Son yıllarda karşımıza çıkan en ilgi çekici oluşumlardan biri The Claypool Lennon Delirium. Projenin başındaki iki isim Primus‘un deli basçısı Les Claypool ile John’la Yoko’nun aşk çocuğu Sean Lennon olunca insan bir başını çevirmeden edemiyor tabi. Belki de ister istemez projenin ilginçliğinin müziğin kalitesini gölgeleyeceği önyargısıyla başlıyoruz dinlemeye. Oysa South of Reality‘de görüyoruz ki CLD çoktan dört başı mamur, her notasında ayakları sağlamca yere basan gruplar arasına girmiş bile.

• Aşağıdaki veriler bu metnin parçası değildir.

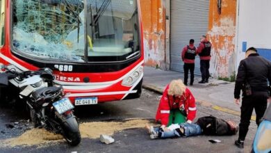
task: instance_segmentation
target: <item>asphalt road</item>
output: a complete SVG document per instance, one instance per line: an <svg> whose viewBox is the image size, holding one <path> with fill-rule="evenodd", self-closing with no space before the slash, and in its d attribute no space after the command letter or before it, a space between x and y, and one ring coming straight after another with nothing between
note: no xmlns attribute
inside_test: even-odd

Saykodelik deryalar, CLD‘un turnusolünde yer yer karanlık, yer yer harika bir biçimde garip renklere bürünüyor. Bu renkleri ilk albüm Monolith of Phobos‘ta da üstü örtülü biçimde görmüş, King Crimson ve Cream yorumlarını dinlerken arsız arsız gülümsemiştik. O başlangıcın ikiliye getirdiği özgüven, ortadaki yeteneği adeta mitoz bölünmeye uğratmış; yabancı bir gezegeni keşif gezisine giden iki astronotun algısını progresif -ve ziyadesiyle dumanlı- tonlara bulamış. “Amethyst Realm”‘ın sinsi neşesi, “Blood and Rockets”‘ın okültist şakaları, “Toadyman’s Hour”‘ın Beatles-Primus arası sound’u gibi ufak mucizeler olsa olsa bu atmosferin havasını soluyarak anlaşılabilir.

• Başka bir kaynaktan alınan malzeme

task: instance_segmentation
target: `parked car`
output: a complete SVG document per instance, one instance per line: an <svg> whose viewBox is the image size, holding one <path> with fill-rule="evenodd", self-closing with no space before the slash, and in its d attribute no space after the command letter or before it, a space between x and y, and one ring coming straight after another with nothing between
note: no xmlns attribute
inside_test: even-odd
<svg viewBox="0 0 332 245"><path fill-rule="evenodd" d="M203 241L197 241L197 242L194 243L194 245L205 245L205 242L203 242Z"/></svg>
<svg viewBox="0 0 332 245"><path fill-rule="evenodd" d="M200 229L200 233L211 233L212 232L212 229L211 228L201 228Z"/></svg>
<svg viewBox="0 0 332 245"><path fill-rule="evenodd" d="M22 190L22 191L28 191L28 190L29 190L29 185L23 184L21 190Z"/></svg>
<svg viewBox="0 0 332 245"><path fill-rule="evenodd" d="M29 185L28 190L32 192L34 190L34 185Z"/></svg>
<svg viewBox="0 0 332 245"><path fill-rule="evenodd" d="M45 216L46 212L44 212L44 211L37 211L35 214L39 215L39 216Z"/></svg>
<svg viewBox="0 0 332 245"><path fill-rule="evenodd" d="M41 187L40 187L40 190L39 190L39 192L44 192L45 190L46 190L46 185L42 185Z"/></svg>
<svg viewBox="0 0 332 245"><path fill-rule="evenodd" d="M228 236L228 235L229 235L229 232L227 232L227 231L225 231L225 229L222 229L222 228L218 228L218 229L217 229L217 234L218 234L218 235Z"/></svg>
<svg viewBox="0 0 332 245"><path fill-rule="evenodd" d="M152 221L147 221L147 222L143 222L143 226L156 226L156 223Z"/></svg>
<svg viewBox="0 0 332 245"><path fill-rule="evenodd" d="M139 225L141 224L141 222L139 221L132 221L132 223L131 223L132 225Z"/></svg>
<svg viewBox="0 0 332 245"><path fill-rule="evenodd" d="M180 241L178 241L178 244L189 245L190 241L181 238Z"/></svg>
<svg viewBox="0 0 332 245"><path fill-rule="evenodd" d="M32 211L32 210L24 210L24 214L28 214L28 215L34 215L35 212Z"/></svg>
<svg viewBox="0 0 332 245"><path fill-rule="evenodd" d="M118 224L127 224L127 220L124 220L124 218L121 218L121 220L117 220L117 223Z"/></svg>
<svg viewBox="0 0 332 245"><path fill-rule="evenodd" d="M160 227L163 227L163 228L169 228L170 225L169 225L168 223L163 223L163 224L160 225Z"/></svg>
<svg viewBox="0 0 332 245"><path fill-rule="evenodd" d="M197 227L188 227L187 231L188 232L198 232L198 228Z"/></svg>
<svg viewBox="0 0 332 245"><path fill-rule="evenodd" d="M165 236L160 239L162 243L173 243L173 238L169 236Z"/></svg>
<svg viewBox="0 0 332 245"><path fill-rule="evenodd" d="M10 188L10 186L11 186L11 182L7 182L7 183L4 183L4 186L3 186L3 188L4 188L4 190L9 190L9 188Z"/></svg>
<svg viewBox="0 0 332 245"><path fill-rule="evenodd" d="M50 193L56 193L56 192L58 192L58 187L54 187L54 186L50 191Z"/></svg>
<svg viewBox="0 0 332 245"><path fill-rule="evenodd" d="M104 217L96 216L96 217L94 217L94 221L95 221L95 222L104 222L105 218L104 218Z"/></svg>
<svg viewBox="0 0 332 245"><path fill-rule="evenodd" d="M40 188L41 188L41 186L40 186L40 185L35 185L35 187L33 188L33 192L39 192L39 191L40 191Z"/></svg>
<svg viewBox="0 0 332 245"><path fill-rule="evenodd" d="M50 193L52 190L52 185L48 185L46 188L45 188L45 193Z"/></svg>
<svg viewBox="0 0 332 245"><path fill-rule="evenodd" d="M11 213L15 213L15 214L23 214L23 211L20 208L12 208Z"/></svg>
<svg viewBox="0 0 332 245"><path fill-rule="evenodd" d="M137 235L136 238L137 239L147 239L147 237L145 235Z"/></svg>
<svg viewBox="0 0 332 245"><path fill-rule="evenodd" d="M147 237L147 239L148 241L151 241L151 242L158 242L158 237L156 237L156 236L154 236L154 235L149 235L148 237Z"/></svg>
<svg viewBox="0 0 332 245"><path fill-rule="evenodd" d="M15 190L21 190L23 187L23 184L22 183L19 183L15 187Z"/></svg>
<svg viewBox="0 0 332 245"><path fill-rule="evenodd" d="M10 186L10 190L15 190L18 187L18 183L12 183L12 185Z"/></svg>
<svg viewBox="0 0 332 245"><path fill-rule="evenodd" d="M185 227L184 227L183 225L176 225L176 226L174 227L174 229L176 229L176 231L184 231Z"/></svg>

‘Gerçekliğin güneyinde’ yer alan bu çoğunlukla eğlenceli karnaval, şüphesiz senenin en hoş sürprizlerden. Ama yetmez. Devam filmlerini de bekliyoruz. Lennon ile Claypool, burada daha fazlası araştırılması gereken bir ses yakalamış durumda. Doğru, yerinde ve içten bir ses. O sesin peşine düşmek lazım, bu durumda üçüncü rauntta bizi gerçek bir başyapıt bekliyor olacak.